Originaltitel: Red Dragon
USA, 2002
Kinostart: 31.10.2002 (FSK: 16)
ca. 124 Min.
Horror, Thriller
Lector, ein angesehener Psychologe und Berater des FBI-Agenten Will Graham, wird durch einen Zufall überführt. Einen Zufall, der Will fast das Leben kostet. Doch Graham überlebt und zieht sich aus dem aktiven Dienst zurück. Bis ein Killer (Ralph Fiennes), von den Zeitungen „die Zahnfee“ genannt, in zwei Städten zwei Familien abschlachtet. Und er wird ein drittes Mal zuschlagen. Um dies zu verhindern, kehrt Graham in den Polizeidienst zurück. Der einzige Mensch aber, mit dem er die Fakten besprechen kann, ist ausgerechnet der Mann, der ihn töten wollte: Hannibal Lector.
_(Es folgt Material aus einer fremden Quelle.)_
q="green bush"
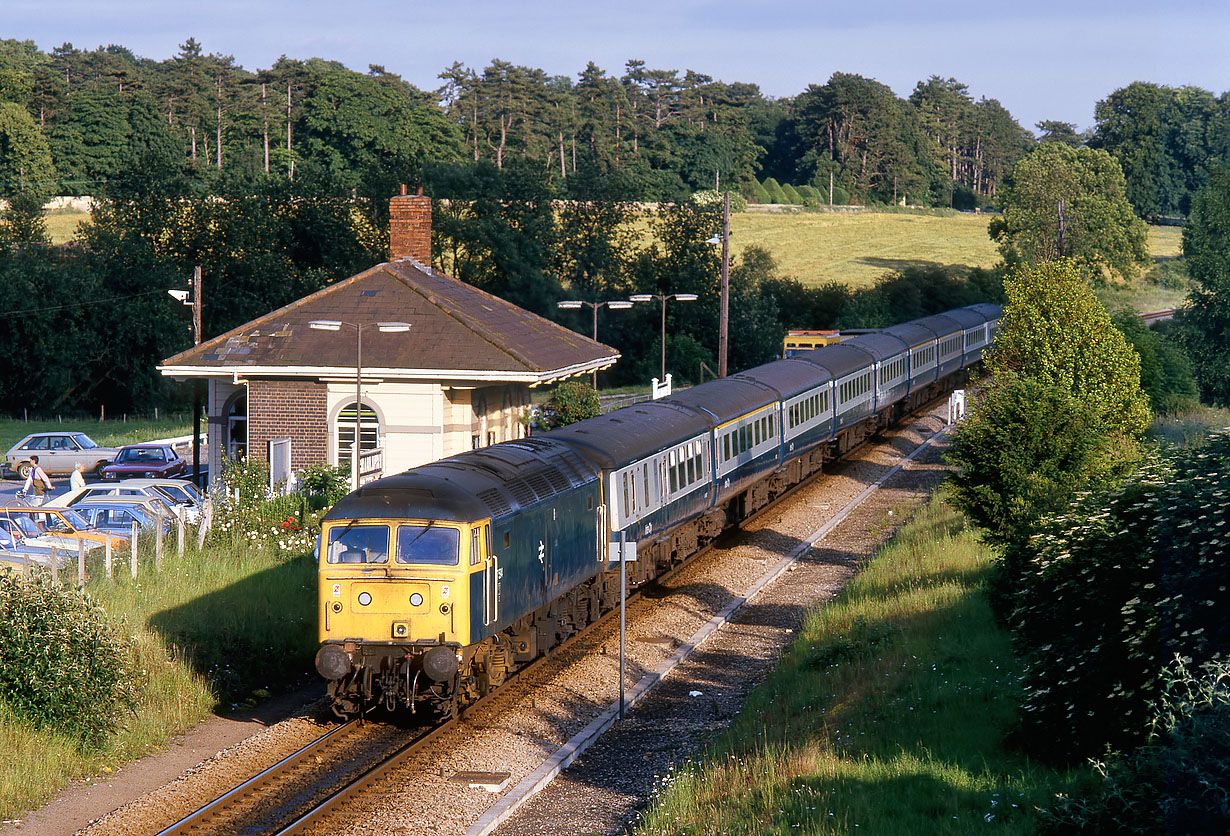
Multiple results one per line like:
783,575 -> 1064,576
1043,660 -> 1230,836
539,380 -> 601,429
0,574 -> 141,746
1001,434 -> 1230,760
764,177 -> 787,203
„Roter Drache“ ist der dritte Hannibal-Lector-Film mit Anthony Hopkins nach „Das Schweigen der Lämmer“ und „Hannibal“. Gleichzeitig ist der Film ein Remake des Thrillers „Man Hunter“ von Michael Mann aus dem Jahre 1986. Im Reigen der offiziellen Reihe ist dieser Film der beste. Ist „Das Schweigen der Lämmer“ eine brillante Charakterstudie mit einem eher enttäuschenden Kriminalplot, ist „Hannibal“ ein Bilderrausch mit starken Schockmomenten, aber schwachen Charakteren. „Roter Drache“ vereint die Stärken seiner Vorgänger indes in sich: Er sieht gut aus, ist toll gespielt und sehr spannend (trotz eines etwas aufgesetzten Showdowns). Im Vergleich zu Michael Manns „Man Hunter“ ist „Roter Drache“ jedoch schwierig zu bewerten, denn beide Filme präsentieren letztendlich zwei vollkommen unterschiedliche Hauptcharaktere. Ist der Will Graham der 86er-Verfilmung ein Mann, der am Abgrund steht und jeden Moment in das Dunkel, das er zu bekämpfen versucht, hineinzustürzen droht, hat Edward Nortons Will Graham diesen Absturz bereits erlebt. Und zwar an dem Tag, an dem er Dr. Hannibal Lector verhaftet hat.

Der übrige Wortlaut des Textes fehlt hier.